Isso faz todo o sentido, pois, ao falarmos de questões ou fenômenos sociais, a expectativa é que não haja uma causa que explique, sozinha e de maneira suficiente, um certo tipo de comportamento. Dito de outro modo, a rejeição aos imigrantes não ocorre apenas por preconceito racial, por exemplo, ou por medo de encontrar um competidor no mercado de trabalho. Contudo, e isso é importante frisar, podemos sugerir que um causa da rejeição à vinda de estrangeiros é mais forte, ou mais importante, ou mais presente, do que outra. E, no caso do nosso artigo, as evidências apontam de maneira mais consistente para o preconceito racial.

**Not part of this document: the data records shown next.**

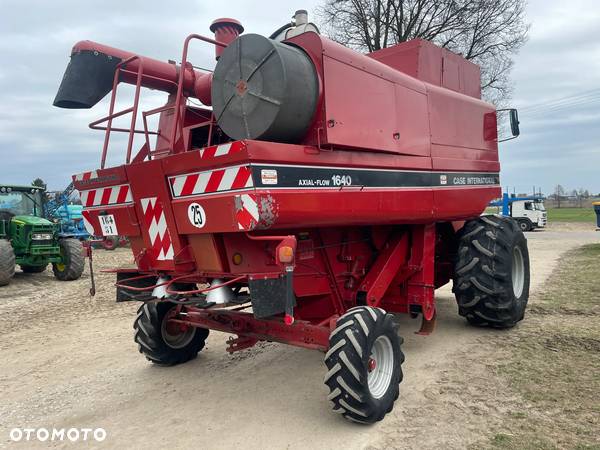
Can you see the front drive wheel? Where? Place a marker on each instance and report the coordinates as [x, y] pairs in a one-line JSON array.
[[73, 261], [364, 364], [7, 262], [491, 281], [164, 343]]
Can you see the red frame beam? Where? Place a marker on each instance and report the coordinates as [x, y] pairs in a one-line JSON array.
[[301, 333]]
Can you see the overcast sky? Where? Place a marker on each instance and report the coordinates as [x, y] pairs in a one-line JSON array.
[[560, 141]]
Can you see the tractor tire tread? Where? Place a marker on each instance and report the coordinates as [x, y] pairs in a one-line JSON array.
[[483, 280], [147, 334], [347, 359], [7, 262], [75, 260]]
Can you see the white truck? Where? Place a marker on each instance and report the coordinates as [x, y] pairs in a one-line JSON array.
[[529, 212]]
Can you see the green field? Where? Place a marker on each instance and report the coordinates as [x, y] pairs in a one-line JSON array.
[[571, 215]]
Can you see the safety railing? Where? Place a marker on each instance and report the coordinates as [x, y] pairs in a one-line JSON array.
[[178, 119]]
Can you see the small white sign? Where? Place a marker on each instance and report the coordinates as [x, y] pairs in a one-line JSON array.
[[108, 225], [268, 176], [196, 215]]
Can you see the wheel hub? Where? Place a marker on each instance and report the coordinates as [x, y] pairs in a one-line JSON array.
[[371, 365], [380, 366], [174, 335]]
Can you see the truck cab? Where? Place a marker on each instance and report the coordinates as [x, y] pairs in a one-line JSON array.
[[529, 213]]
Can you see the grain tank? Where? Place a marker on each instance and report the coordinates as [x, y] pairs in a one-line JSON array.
[[316, 193]]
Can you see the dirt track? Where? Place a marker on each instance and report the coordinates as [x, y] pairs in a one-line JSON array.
[[70, 361]]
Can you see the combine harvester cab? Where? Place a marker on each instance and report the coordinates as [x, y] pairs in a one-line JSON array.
[[327, 190]]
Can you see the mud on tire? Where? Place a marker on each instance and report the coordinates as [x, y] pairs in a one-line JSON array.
[[491, 281], [73, 263], [160, 345], [7, 262], [364, 364]]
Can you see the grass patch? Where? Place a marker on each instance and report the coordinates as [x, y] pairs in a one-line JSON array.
[[554, 362], [574, 286], [571, 215]]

Defensores da democracia racial poderão dizer que a rejeição a haitianos ou africanos se deve não à cor da pele, mas ao fato de esses países serem vistos, no imaginário de muitos, como economicamente pobres. O problema, portanto, não seria cultural ou estrutural, mas de renda. Mas, neste caso, não deveríamos ter encontrado uma menor receptividade em relação aos imigrantes da América Latina? O problema é que nossas análises não mostraram isso, o que dá robustez ao argumento do preconceito racial e de origem, cujo mecanismo causal encontra-se na cor da pele dos imigrantes.

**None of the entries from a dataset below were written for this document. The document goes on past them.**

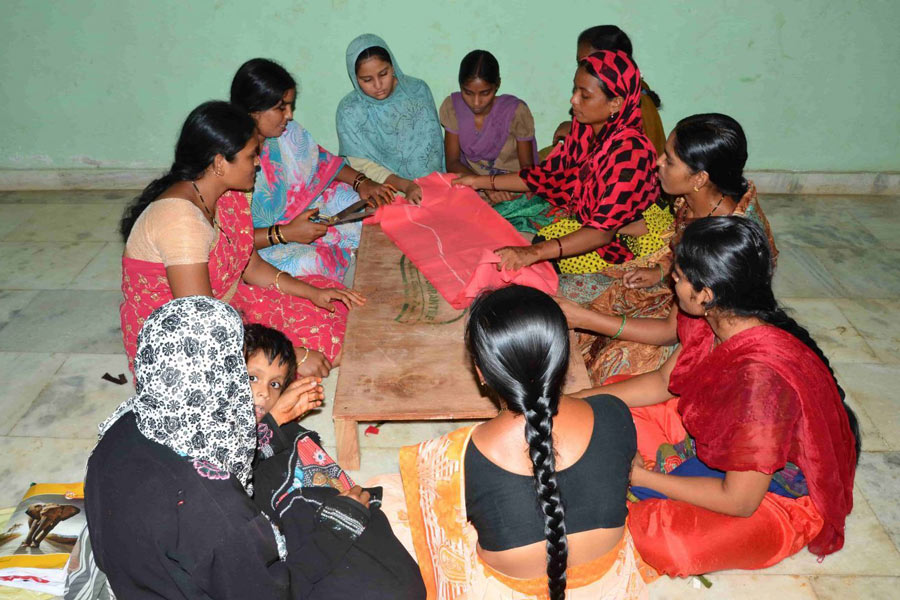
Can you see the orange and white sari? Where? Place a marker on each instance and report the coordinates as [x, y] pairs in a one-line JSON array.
[[444, 541]]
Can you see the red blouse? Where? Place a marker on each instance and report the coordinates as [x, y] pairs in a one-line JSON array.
[[763, 398]]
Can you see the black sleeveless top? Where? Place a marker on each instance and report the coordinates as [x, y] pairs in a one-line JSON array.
[[503, 506]]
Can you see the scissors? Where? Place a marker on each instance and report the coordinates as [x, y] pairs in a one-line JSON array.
[[355, 212]]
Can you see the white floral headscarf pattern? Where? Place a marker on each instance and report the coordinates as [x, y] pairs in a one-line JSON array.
[[192, 389]]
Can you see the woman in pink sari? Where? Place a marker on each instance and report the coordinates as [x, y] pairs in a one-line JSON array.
[[298, 179], [190, 233]]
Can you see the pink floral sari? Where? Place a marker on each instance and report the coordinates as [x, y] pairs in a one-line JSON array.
[[145, 288]]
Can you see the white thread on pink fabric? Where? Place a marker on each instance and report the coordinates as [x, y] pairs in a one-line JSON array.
[[439, 243]]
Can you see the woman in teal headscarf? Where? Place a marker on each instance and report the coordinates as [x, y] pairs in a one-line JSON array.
[[388, 126]]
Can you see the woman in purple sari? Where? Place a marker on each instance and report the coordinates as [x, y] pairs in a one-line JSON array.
[[486, 134]]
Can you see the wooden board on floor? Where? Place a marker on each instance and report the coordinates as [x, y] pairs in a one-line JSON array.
[[404, 357]]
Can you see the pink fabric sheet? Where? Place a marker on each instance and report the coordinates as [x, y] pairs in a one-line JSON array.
[[451, 237]]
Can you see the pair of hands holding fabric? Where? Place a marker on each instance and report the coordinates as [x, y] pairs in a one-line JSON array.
[[493, 196]]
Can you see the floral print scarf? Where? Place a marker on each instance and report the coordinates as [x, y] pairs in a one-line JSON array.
[[192, 389]]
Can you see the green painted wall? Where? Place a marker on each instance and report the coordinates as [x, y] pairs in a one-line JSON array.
[[108, 82]]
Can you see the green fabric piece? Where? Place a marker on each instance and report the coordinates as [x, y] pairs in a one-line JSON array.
[[527, 215]]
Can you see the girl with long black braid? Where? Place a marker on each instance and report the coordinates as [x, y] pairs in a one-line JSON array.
[[543, 483], [755, 456]]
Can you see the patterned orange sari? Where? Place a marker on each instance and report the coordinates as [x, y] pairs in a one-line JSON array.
[[145, 288], [605, 357]]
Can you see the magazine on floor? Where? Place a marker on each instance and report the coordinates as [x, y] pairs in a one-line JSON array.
[[37, 541]]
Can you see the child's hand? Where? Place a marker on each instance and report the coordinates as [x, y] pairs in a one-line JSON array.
[[297, 399]]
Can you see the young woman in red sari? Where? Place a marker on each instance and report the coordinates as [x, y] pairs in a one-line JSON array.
[[754, 457], [191, 233]]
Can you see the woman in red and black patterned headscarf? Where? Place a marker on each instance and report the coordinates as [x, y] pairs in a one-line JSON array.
[[603, 174]]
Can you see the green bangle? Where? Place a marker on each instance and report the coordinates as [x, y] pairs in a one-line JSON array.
[[621, 327]]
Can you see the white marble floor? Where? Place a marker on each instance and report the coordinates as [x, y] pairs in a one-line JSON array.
[[838, 269]]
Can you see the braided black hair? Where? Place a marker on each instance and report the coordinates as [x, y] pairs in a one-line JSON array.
[[212, 128], [731, 257], [519, 339]]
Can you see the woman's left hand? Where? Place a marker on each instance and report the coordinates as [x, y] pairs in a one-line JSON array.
[[498, 196], [467, 180], [513, 258], [643, 277], [636, 463], [324, 297], [413, 192], [378, 194]]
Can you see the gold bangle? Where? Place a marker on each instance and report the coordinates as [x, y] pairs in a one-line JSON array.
[[277, 275], [621, 327]]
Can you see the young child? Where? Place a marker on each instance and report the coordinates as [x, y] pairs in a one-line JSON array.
[[295, 483], [279, 399]]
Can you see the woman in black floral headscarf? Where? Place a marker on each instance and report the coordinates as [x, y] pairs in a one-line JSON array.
[[168, 487]]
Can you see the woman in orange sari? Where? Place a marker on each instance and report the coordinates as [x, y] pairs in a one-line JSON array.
[[754, 457], [530, 504], [191, 233], [702, 166]]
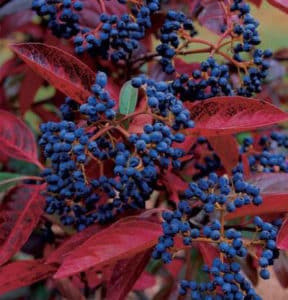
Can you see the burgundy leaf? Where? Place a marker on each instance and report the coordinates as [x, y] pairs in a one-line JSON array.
[[145, 281], [226, 148], [125, 274], [20, 211], [23, 273], [280, 4], [119, 241], [71, 243], [17, 140], [68, 290], [228, 115], [63, 70], [29, 87]]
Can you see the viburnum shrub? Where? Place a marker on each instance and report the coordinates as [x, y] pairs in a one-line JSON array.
[[160, 166]]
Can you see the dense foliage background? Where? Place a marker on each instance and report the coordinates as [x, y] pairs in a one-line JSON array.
[[132, 158]]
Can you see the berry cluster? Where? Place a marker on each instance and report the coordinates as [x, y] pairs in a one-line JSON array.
[[268, 156], [63, 18], [200, 217], [212, 79], [122, 34], [156, 144], [170, 41], [73, 145], [162, 102], [227, 282]]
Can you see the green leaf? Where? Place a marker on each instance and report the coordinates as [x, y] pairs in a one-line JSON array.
[[128, 98], [9, 179]]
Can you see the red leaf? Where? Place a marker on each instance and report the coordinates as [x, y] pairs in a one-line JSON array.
[[70, 244], [125, 274], [175, 267], [121, 240], [282, 238], [64, 71], [23, 273], [226, 148], [280, 4], [212, 16], [17, 140], [61, 69], [68, 290], [228, 115], [274, 191], [19, 214], [29, 87], [145, 281]]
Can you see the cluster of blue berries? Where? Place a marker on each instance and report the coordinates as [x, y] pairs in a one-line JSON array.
[[227, 282], [170, 41], [162, 102], [268, 156], [63, 18], [100, 105], [122, 34], [212, 79], [199, 217], [246, 28], [74, 144], [156, 144], [267, 234], [211, 194]]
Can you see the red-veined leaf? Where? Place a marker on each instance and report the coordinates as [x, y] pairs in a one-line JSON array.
[[145, 281], [125, 274], [64, 71], [20, 211], [280, 4], [71, 243], [29, 87], [229, 115], [23, 273], [68, 290], [61, 69], [282, 238], [119, 241], [274, 191], [226, 148], [16, 139]]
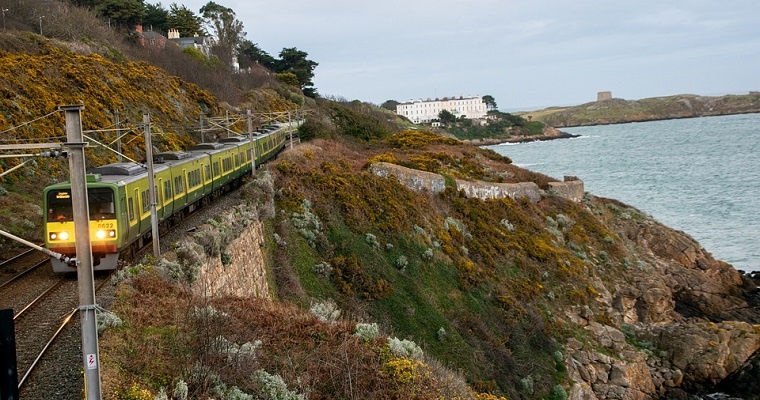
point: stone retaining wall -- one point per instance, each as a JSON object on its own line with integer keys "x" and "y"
{"x": 245, "y": 276}
{"x": 571, "y": 189}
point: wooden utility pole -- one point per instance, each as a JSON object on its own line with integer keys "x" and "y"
{"x": 249, "y": 114}
{"x": 85, "y": 276}
{"x": 152, "y": 188}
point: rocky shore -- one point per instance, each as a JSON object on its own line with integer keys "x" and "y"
{"x": 549, "y": 133}
{"x": 681, "y": 324}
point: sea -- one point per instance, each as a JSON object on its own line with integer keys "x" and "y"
{"x": 697, "y": 175}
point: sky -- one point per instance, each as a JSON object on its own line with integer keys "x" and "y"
{"x": 527, "y": 54}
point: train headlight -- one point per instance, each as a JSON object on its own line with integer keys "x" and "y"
{"x": 105, "y": 233}
{"x": 58, "y": 236}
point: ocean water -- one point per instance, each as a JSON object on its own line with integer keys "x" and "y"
{"x": 697, "y": 175}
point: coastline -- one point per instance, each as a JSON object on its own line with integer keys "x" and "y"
{"x": 523, "y": 139}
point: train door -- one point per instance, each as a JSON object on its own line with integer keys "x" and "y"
{"x": 133, "y": 207}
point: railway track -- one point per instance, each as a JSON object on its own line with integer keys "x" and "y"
{"x": 48, "y": 336}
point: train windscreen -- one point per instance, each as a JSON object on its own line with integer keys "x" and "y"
{"x": 100, "y": 199}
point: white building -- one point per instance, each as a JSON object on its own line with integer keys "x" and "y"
{"x": 419, "y": 111}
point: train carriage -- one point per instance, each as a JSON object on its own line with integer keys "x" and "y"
{"x": 119, "y": 196}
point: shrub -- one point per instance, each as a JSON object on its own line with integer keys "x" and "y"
{"x": 178, "y": 272}
{"x": 371, "y": 240}
{"x": 402, "y": 262}
{"x": 180, "y": 390}
{"x": 404, "y": 348}
{"x": 323, "y": 268}
{"x": 273, "y": 387}
{"x": 326, "y": 312}
{"x": 366, "y": 332}
{"x": 107, "y": 319}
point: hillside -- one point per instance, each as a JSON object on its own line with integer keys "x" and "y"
{"x": 362, "y": 285}
{"x": 616, "y": 111}
{"x": 548, "y": 298}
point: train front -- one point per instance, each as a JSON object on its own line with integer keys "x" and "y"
{"x": 59, "y": 226}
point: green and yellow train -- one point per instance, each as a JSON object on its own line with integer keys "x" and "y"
{"x": 119, "y": 201}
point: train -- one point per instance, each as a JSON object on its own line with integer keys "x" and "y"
{"x": 119, "y": 196}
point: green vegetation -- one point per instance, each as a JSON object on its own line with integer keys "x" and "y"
{"x": 498, "y": 126}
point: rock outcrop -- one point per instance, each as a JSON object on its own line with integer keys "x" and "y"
{"x": 682, "y": 322}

Outro ponto importante a se ressaltar em relação ao imaginário popular brasileiro é a ideia de que o Brasil é um país receptivo aos estrangeiros. Mas o fato de sermos um país miscigenado e que convive com diversas culturas não implica, necessariamente, em uma ausência de preferências por determinados tipos de imigrantes.

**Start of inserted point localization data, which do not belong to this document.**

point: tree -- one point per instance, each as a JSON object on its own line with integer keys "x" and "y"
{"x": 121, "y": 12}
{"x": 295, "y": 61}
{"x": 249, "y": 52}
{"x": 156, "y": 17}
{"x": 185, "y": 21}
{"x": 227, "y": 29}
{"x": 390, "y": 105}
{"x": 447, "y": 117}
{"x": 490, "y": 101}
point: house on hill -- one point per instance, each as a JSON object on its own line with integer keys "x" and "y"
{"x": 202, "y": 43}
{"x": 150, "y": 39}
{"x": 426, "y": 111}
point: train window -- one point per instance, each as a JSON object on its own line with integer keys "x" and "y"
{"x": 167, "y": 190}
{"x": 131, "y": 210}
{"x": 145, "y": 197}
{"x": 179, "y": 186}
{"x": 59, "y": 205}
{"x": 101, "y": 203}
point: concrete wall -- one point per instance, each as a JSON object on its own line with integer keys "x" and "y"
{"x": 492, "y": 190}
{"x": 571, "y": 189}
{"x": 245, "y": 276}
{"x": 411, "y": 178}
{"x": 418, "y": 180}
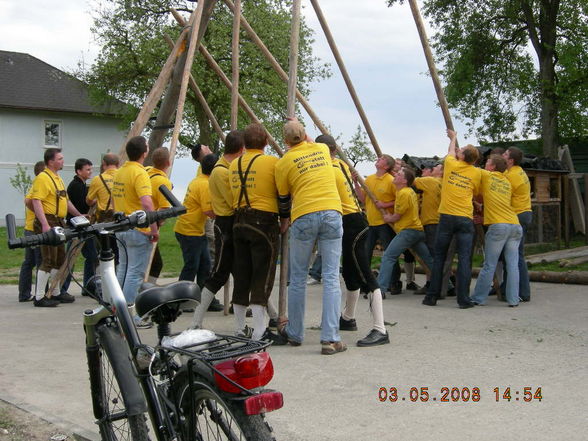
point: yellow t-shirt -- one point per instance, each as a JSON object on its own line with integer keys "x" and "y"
{"x": 461, "y": 181}
{"x": 521, "y": 189}
{"x": 306, "y": 173}
{"x": 196, "y": 201}
{"x": 220, "y": 189}
{"x": 99, "y": 192}
{"x": 158, "y": 178}
{"x": 497, "y": 193}
{"x": 407, "y": 205}
{"x": 385, "y": 191}
{"x": 260, "y": 181}
{"x": 431, "y": 188}
{"x": 348, "y": 202}
{"x": 44, "y": 189}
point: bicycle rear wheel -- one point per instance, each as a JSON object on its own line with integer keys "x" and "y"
{"x": 116, "y": 421}
{"x": 216, "y": 419}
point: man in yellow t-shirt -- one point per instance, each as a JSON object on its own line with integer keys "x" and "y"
{"x": 222, "y": 206}
{"x": 461, "y": 182}
{"x": 32, "y": 255}
{"x": 308, "y": 196}
{"x": 131, "y": 191}
{"x": 521, "y": 203}
{"x": 504, "y": 232}
{"x": 51, "y": 205}
{"x": 189, "y": 229}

No artigo, apresentamos análises históricas para demonstrar que houve, sim:
- uma hierarquia e classificação das nacionalidades preferidas e aceitas no país; a presença de pensamento eugenista entre as elites políticas brasileiras nos séculos XIV e XX;
- a adoção de políticas de imigração que buscaram privilegiar povos europeus a virem para o país;
- e uma política institucional de branqueamento racial.
A questão era o quanto tudo isso se refletiria, ainda hoje, na opinião pública. O que nossa análise mostrou foi que, ao menos para uma parte dos brasileiros, origem e cor da pele importam.
Voltamos ao caso Moïse Kabagambe, discutido no início deste artigo. Ele teria sofrido o mesmo tipo de violência caso fosse um imigrante branco e europeu, por exemplo, ao contrário de negro e africano? Claro, essa é uma pergunta que pode especulativa. Contudo, também pode ser vista como uma consideração contrafactual. Nesse sentido, arriscaríamos a dizer que caso Moïse fosse branco e europeu, as chances de ele sofrer o mesmo tipo de violência seriam menores. Ou seja, não excluímos a possibilidade da ocorrência, mas apenas diminuímos a probabilidade de ela acontecer. Dado o contexto da discussão apresenta no artigo “Preconceito racial ou competição econômica?”, cujos principais pontos foram levantados aqui, que essa é uma consideração legítima, ainda que bastante incômoda.
*Pedro Santos Mundim é professor associado de ciência política na Universidade Federal de Goiás. Entre 2014 e 2015, foi Assessor Especial do Gabinete e Diretor da Assessoria de Opinião Pública da Secretaria de Comunicação Social da Presidência da República do Brasil
Cíntia Soares Rodrigues dos Santos é bacharela em relações internacionais, mestra em ciência política pela Universidade Federal de Goiás e doutoranda em história, política e bens culturais da Fundação Getúlio Vargas.
Artigos e comentários de autores convidados não refletem, necessariamente, a opinião da revista Interesse Nacional
[1] Uma parte dessa literatura encontra-se descrita e referenciada no próprio artigo.
[2] Questões técnicas sobre como as variáveis do banco de dados foram trabalhadas, além das técnicas estatísticas utilizadas para analisá-las, encontram-se descritas no próprio artigo.
[3] Sabemos que essa não era uma medida ideal para medir a percepção da economia entre os brasileiros, mas era a pergunta do questionário que mais se aproximava de uma variável econômica.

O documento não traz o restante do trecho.